If Mother's Day is a celebration of women's ability to change the world through their nurturing nature, it is also a moment to celebrate the long overdue capacity of women to shape the world even more directly, in business, in professional practice and, yes, in politics. On May 24, the electorate will be asked to cast their vote for an inspiring number of women contesting the election. Facing the polls on behalf of the PNM and the UNC-COP People's Partnership are 26 women, making up 31 per cent of the total slate of 82 candidates being offered by both parties. With women representing a bit less than one-third of the candidates for this year's general election, it might seem that their representation in politics is a bit behind the curve on women's participation in other aspects of Trinidad and Tobago's development.
But it wasn't until 1961 that the first woman was elected to the Parliament of Trinidad and Tobago. Isabel Ursula Teshea brought home the Port-of-Spain East seat for the PNM that year, introducing to the nation's elections the idea of not just female equality, but of women in triumph on the campaign trail. The elections of 1946 and 1956 offered no women for candidacy, but it somehow seems appropriate that on the eve of Trinidad and Tobago's independence from Britain that it should begin its own emancipation from gender inequality in its politics. It would not be until 1966 that Teshea would be joined in Parliament by Muriel Donawa, who won the Fyzabad seat for the PNM.
It would be Donawa, by then maritally-hyphenated to Muriel Donawa-McDavidson, who would help the PNM to retain its presence in Parliament after the 1986 rout of the party. Donawa-McDavidson, by then an imposing figure in the party's politics and well-known for her ability to rally voting women to the PNM's political cause, held on to the Laventille seat, along with Morris Marshall in Port-of-Spain East and Patrick Manning, who represented San Fernando East.
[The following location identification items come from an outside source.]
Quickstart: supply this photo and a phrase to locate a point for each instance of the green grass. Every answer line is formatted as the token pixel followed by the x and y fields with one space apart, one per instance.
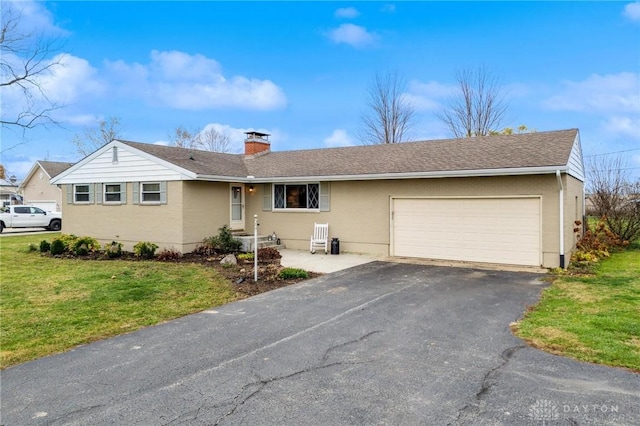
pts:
pixel 591 318
pixel 50 305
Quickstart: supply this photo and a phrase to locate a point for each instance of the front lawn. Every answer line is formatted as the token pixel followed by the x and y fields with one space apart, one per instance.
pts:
pixel 50 305
pixel 591 318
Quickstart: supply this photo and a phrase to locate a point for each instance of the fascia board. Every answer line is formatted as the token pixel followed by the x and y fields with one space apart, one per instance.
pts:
pixel 31 173
pixel 412 175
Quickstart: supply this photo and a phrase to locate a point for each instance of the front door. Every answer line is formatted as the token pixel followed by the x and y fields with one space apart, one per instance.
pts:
pixel 237 206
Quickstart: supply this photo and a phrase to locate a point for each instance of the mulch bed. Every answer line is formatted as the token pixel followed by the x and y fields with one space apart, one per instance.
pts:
pixel 242 274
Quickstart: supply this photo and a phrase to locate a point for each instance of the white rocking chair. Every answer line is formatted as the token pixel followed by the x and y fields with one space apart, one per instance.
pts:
pixel 320 237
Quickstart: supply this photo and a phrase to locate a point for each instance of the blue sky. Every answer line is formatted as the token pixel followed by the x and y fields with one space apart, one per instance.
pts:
pixel 300 70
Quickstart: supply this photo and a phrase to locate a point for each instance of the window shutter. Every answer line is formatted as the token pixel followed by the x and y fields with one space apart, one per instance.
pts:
pixel 99 190
pixel 325 199
pixel 266 197
pixel 123 192
pixel 163 192
pixel 136 193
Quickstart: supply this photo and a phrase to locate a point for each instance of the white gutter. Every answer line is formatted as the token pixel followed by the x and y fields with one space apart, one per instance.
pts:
pixel 561 204
pixel 386 176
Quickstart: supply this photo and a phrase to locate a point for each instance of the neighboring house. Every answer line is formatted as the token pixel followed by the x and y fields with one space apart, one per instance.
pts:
pixel 36 188
pixel 500 199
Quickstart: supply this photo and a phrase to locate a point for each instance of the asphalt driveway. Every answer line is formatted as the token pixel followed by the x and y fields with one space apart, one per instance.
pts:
pixel 381 343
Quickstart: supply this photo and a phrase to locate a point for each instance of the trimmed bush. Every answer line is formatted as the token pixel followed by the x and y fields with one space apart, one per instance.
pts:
pixel 268 255
pixel 223 242
pixel 58 247
pixel 145 250
pixel 169 254
pixel 45 246
pixel 85 245
pixel 113 250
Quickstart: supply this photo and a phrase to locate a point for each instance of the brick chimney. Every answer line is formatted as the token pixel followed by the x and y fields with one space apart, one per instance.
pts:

That one-third parity would not hold for long, however, as the party began reinventing itself and determinedly casting aside long-standing campaigners now seen as liabilities. Donawa-McDavidson, despite her long years as service and seniority, was not seen as a rallying point, but as a lingering legacy of a discredited old guard.
In 2010, there is a sharp increase in the number of women contesting the polls, and their presence is likely to be key in influencing voters to support one party or the other on the campaign trail. The commanding presence of Kamla Persad-Bissessar has capsised the status quo of traditional party politics; beginning with her startling and decisive victory in the UNC's internal elections, over two male rivals generally considered to be stronger candidates. Her dramatic lead in that election over Basdeo Panday and Ramesh Lawrence Maharaj not only signalled a fundamental change in that party's expectations of its leaders; it also indicated to the political parties who now form the People's Partnership coalition that the UNC, under Persad-Bissessar, would not be business as usual.
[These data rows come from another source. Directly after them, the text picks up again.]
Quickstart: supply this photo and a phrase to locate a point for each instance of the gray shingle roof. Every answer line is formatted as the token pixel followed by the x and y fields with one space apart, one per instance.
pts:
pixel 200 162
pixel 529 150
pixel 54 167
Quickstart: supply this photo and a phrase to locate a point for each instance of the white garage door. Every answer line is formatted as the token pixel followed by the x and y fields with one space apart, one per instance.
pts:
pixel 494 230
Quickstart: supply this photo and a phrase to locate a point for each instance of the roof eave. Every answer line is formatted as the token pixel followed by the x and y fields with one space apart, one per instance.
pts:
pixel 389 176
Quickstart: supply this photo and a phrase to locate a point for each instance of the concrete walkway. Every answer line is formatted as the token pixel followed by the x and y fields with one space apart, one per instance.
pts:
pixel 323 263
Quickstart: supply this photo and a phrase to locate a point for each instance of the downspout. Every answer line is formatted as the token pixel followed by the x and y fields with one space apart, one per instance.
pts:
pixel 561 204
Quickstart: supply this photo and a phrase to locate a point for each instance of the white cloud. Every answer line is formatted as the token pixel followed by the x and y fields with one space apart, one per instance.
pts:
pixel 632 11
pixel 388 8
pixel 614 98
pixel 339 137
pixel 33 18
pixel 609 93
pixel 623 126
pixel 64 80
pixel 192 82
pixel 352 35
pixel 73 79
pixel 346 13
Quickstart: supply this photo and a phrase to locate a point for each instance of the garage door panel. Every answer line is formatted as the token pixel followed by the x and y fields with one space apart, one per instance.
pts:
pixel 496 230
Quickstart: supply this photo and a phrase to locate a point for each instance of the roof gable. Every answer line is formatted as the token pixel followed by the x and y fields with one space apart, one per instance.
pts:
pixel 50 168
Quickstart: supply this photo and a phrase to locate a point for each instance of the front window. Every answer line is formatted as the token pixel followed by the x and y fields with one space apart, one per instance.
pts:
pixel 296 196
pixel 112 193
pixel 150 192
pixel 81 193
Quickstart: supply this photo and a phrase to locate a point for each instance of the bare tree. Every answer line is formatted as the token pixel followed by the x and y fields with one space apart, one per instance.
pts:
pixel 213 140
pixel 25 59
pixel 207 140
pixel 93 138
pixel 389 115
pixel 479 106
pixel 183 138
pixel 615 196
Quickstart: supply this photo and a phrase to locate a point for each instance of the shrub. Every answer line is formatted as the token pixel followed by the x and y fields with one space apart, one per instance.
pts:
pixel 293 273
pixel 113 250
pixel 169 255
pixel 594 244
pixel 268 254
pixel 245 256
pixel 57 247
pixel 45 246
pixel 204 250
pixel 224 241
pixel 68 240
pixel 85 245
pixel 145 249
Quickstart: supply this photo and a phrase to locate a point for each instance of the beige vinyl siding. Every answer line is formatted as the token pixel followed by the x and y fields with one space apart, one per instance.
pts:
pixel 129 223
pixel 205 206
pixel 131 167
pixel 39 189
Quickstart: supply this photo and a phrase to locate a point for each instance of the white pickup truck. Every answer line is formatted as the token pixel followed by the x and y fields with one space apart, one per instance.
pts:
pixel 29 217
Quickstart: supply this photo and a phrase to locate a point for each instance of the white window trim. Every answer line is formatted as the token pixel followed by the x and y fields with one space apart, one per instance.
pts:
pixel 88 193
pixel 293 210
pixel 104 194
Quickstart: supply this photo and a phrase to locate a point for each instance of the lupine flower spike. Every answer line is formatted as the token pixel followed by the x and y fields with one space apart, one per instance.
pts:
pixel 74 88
It is a matter of indisputable fact that the aggregation facing the polls in opposition to the PNM is one that was capably and robustly rallied by the UNC's political leader, who first jumped the hurdle of assembling the fractured forces of her party and then pole-vaulted the once-impassable objections of the other parties in opposition to joining forces on the hustings. Consider the apparently heartfelt endorsements of men like Errol McLeod, Winston Dookeran, Jack Warner and Surujrattan Rambachan, of Kamla Persad-Bissessar as their unequivocal leader and contemplate what it must have taken to steer such wilful heads in the same direction. The PNM is not to be slighted in its commitment to female equality, either in politics or on the hustings.
Beyond its early work in bringing women to Parliament, the PNM has led among political parties in placing women on its ballots and in positions of responsibility in Cabinet. It's spurious to count relative numbers of women among the candidates of each party. While the PNM is offering 14 to the coalition's 12, more important is the sense among these women that they are participating in an election that will give them an opportunity to effect real change. In making that change, they have an opportunity to influence the quality of campaigning with their presence and their speeches and to offer the electorate a foretaste of the quality of governance they propose to offer to the nation if they are chosen to represent their constituencies.